The number of nodes in the hidden layer was determined by using fivefold cross-validation. MSE, R2, and computational time for learning were obtained as given in Table 2. It was revealed that the increasing number of nodes in the hidden layer reduced MSE, and increased R and computational time. When the number of nodes in the hidden layer increases more, the gap between the MSE of the training group and the validation/test group increases. Therefore, further investigations related to the period, limb lengths, orientation, joint angles, and GRFs were carried out by considering a single hidden layer with 30 nodes not to increase computational cost more.
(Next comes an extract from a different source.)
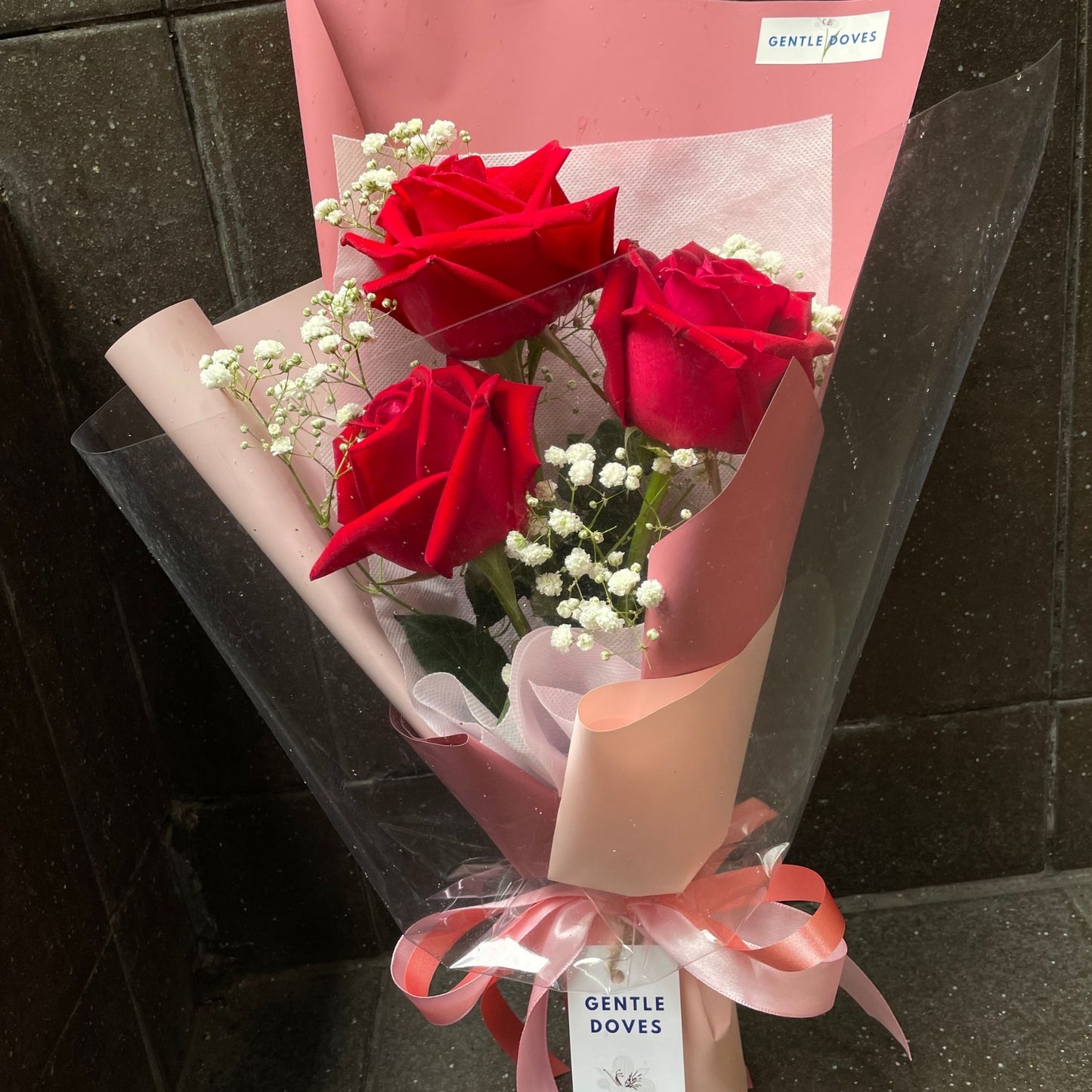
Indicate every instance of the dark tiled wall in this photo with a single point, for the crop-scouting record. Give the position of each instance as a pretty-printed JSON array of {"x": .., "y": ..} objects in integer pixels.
[
  {"x": 96, "y": 940},
  {"x": 169, "y": 164}
]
Table 2 Mean values of MSE, R.2 and computational time for artificial neural network models with different configurations

3 Results

Effects of the input vector on different outputs have been presented by using neural network models. First, separate neural network models between input and output vectors have been created to reveal how personal parameters affect gait parameters. Based on the models, output vectors have been generated using the same input vectors. The difference between experimental data and generated data shows how experimental data deviate from the predictions of the model.

3.1 Regression model of gait parameters

First, neural network models for the different gait parameters were created. 5-fold cross-validation was performed to determine the number of neurons in the hidden layer and it was determined to continue 30 neurons with a single hidden layer. The performance of the artificial neural network models was investigated by mean square error (MSE) and coefficient of determination R2.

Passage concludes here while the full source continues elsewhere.